Incredulidad
Cuando el Domingo de Ramos me dijeron que el presidente Zapatero pensaba nombrar ministros y vicepresidentes a Salgado, Chaves y Blanco reaccioné con absoluta incredulidad. Imposible. No puede ser. Y está sensación me siguió embargando todavía durante 40 horas más, a pesar de que casi todas las fuentes confirmaban la veracidad de la filtración. ¿Será posible? No me lo puedo creer. Sólo que, esta vez, mi incredulidad ya no se refería tanto a los hechos, que pronto pasaron a ser ciertos, como a las razones políticas que los causaban, pues me seguía pareciendo inexplicable que Zapatero hubiera optado por semejantes nombramientos. Y tuvieron que pasar un par de días aún para que, por fin, empezase a hacerme una composición de lugar, pasando a comprender lo que me sigue pareciendo increíble.
Con la llegada de la crisis, a Zapatero se le abrió la oportunidad de emanciparse de Solbes
Empecemos por el nombramiento de la vicepresidenta económica. Se esperaba que Zapatero eligiese a alguien como Almunia, dotado de suficiente credibilidad en el exigente mundo de las finanzas. Y si no quería que le hiciesen sombra, tenía que buscar a un experto más joven pero ya entrenado en el ejercicio de la actividad financiera. Alguien como Geithner, digamos: el flamante secretario del Tesoro nombrado por Obama. Bueno, pues no. Al final, la elegida ha sido Elena Salgado: alguien que sí sabe inglés pero que no sabe banqués (según la gráfica expresión de un viejo y querido amigo). Es decir, alguien que, por impecable que sea su trayectoria administrativa, profesional y ejecutiva, carece de acceso inmediato al cerrado mundo de las finanzas, por lo que le resultará bastante difícil ganarse la confianza y el respeto de los mercados nacionales y globales. Unos mercados a los que les costará mucho llegar a creer en Elena Salgado.

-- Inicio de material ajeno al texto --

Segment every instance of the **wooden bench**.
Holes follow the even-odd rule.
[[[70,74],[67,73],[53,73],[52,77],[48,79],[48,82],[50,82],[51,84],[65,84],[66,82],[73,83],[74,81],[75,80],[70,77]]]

Por ello, sólo comprendí las razones ocultas de su nombramiento el miércoles pasado, cuando, en su despedida, Solbes demostró estar quemado con el presidente Zapatero. Y es que, hasta hace muy poco, el Gobierno español presentaba una clara bicefalia entre el vicepresidente Solbes, que dirigía la política económica con gran autonomía, y el presidente Zapatero, que se encargaba de todo lo demás con evidente presidencialismo. Durante toda esa época, la actitud de Solbes con Zapatero era de un manifiesto paternalismo tutelar, haciendo ver con cierta condescendencia que, en realidad, quien mandaba en las cuentas del reino era él. Y obligado por las circunstancias de su acceso al poder, Zapatero tuvo que resignarse a soportar durante la primera legislatura la tutela paternalista de su vicepresidente económico.

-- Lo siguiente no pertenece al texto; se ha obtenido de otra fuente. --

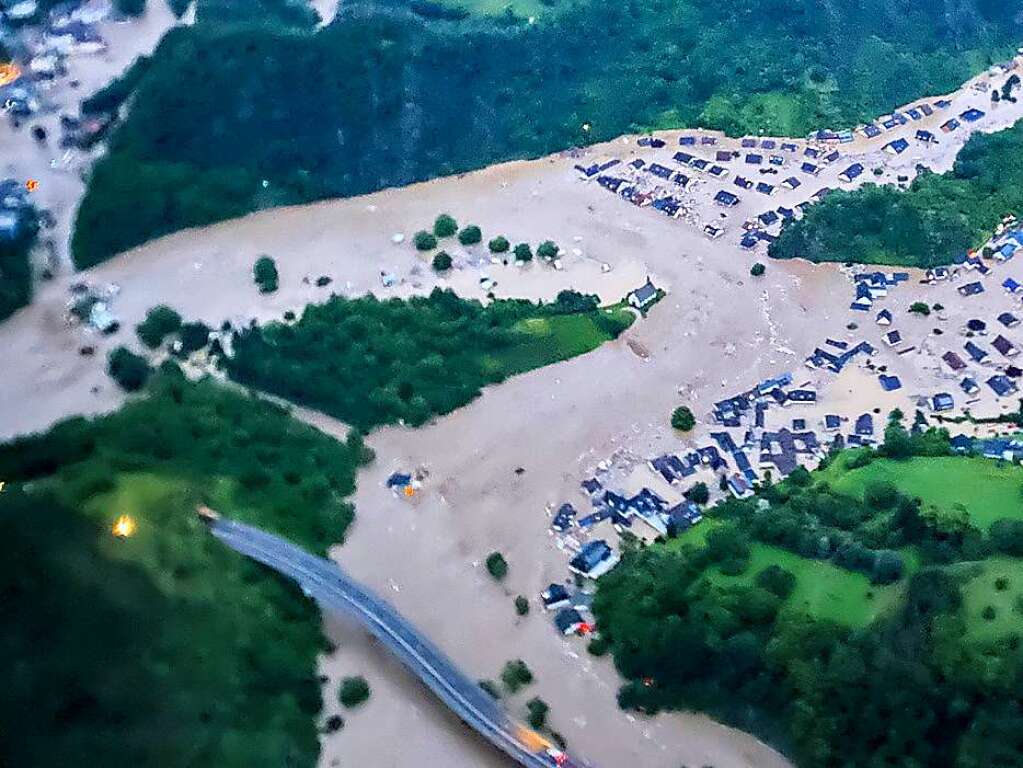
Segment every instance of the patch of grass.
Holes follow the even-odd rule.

Pero con la llegada de la crisis, a Zapatero se le abrió la oportunidad de emanciparse de Solbes. Así lo escenificó ya desde el 15 de noviembre en la reunión del G-20 en Washington, y sobre todo tras la última reunión del 3 de abril pasado en Londres del ahora G-22, donde Zapatero tuvo un protagonismo mayor como mediador entre el eje francoalemán y el eje anglosajón. Esto, junto con su posterior entrevista estelar con Obama, supuso para Zapatero su puesta de largo como estadista todoterreno a escala mundial. Y desde ese momento decidió asumir para sí la dirección de la política económica, acabando para siempre con la bicefalia anterior y adoptando el modelo Sarkozy de presidencialismo omnipotente que monopoliza todos los poderes.

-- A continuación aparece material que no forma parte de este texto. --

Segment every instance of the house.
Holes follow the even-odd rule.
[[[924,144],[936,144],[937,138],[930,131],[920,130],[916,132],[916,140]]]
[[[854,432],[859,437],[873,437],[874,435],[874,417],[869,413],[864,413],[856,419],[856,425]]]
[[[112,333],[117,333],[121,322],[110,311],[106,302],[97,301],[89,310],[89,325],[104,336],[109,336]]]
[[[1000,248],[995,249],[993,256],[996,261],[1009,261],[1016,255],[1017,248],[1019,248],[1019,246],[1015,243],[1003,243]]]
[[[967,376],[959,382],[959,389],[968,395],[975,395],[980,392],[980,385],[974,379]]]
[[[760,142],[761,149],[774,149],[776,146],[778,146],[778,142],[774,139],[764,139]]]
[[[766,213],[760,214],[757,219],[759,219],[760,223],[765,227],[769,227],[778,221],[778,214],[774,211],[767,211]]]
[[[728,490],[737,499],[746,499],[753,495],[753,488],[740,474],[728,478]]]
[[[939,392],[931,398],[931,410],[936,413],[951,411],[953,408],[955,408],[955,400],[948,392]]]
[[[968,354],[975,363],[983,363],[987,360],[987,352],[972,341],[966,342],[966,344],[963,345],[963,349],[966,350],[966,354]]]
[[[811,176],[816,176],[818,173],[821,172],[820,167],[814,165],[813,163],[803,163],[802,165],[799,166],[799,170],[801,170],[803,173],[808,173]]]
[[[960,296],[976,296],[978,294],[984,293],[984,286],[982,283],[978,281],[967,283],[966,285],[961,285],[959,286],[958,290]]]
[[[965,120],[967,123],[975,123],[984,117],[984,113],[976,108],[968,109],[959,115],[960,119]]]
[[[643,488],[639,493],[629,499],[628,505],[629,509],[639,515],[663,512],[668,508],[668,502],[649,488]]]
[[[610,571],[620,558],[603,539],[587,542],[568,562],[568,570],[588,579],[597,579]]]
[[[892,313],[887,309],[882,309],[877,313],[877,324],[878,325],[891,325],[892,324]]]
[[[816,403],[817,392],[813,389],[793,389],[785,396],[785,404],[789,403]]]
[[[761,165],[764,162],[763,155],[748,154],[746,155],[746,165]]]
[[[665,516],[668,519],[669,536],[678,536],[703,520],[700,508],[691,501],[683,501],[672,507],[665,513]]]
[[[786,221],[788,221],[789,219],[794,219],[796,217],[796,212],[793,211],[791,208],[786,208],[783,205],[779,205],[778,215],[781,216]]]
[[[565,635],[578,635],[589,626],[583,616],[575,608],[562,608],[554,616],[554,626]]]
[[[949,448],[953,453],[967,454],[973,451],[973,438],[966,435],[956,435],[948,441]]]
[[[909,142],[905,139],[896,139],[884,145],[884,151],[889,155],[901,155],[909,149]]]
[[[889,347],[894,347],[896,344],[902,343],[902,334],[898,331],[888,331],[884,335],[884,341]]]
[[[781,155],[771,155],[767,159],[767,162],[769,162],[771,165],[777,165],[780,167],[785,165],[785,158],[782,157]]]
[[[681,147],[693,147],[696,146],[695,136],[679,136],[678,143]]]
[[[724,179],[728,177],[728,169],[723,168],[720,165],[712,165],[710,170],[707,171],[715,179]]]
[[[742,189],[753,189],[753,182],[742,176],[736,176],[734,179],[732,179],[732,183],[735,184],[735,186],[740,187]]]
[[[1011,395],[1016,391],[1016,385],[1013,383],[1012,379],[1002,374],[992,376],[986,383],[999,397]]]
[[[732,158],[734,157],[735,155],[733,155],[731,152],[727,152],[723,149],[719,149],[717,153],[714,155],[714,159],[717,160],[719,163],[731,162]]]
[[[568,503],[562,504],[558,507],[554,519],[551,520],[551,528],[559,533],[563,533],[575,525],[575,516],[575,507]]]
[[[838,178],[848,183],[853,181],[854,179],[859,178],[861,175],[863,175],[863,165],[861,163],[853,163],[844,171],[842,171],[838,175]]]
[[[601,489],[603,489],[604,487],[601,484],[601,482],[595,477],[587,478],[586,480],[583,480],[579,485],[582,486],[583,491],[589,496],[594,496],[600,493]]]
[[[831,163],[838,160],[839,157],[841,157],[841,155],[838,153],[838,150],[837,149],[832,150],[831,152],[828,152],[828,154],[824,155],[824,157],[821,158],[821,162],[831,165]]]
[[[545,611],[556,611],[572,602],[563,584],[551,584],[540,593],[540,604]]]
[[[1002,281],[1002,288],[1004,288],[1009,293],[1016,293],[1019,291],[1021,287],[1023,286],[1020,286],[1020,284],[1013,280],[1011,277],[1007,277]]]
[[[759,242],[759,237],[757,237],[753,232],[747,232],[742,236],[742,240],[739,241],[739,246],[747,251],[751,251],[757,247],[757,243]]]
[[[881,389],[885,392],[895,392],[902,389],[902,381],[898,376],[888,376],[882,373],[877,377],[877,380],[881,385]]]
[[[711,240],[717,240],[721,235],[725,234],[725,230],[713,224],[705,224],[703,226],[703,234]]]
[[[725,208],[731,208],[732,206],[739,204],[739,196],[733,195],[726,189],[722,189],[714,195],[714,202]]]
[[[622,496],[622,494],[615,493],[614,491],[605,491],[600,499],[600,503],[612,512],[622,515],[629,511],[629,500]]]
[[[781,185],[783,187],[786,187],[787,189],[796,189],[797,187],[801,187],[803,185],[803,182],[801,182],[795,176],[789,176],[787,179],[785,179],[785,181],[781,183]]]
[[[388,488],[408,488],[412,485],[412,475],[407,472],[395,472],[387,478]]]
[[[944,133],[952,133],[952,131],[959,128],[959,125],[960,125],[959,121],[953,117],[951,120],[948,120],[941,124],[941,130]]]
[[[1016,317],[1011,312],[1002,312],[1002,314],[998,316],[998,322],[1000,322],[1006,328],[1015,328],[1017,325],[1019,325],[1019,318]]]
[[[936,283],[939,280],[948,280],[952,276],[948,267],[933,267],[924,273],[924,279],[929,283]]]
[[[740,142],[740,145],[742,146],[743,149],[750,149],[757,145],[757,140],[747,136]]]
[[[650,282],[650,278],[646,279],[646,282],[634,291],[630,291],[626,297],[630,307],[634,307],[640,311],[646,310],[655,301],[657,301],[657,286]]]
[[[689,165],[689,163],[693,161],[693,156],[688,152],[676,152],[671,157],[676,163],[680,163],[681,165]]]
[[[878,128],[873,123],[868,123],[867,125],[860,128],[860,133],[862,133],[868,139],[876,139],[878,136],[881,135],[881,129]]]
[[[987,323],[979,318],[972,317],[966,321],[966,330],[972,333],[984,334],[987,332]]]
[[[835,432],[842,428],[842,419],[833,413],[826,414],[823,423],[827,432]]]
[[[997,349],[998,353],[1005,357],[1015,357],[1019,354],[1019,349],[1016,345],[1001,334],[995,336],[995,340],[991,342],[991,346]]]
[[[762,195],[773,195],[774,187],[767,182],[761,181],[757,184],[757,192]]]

Por eso, no podía nombrar como vicepresidente a otro Solbes como Almunia, y en su lugar optó por nombrar delegada suya a una sosias española de Christine Legarde, la superministra económica de Sarkozy cuya trayectoria política (y no sólo su apellido) tanto recuerda a la de Elena Salgado. Pero lo que sirve tan bien para la estrategia presidencial de Zapatero no es en absoluto seguro que sirva también para la estrategia de gobierno que precisa la economía española, colocada por la crisis en situación de coma profundo. Convendría que la flamante vicepresidenta gozase de credibilidad suficiente para influir sobre los mercados con capacidad de iniciativa, fuerte liderazgo y plena autoridad moral, lo que, hoy por hoy, no tiene garantizado.
Y la misma incredulidad que provoca el nombramiento de Salgado puede aplicarse a Chaves y Blanco. Limitándome a aquél, se dice que se le nombra para coordinar el necesario acuerdo interterritorial de financiación autonómica. Pero al haber ocupado durante tanto tiempo la jefatura del frente meridional, enfrentado tanto al eje mediterráneo como al noroccidental, cabe pensar que Chaves está demasiado contaminado (como se dice en jerga jurídica) para ejercer esa función arbitral. ¿Quién podría creer en su apariencia de imparcialidad?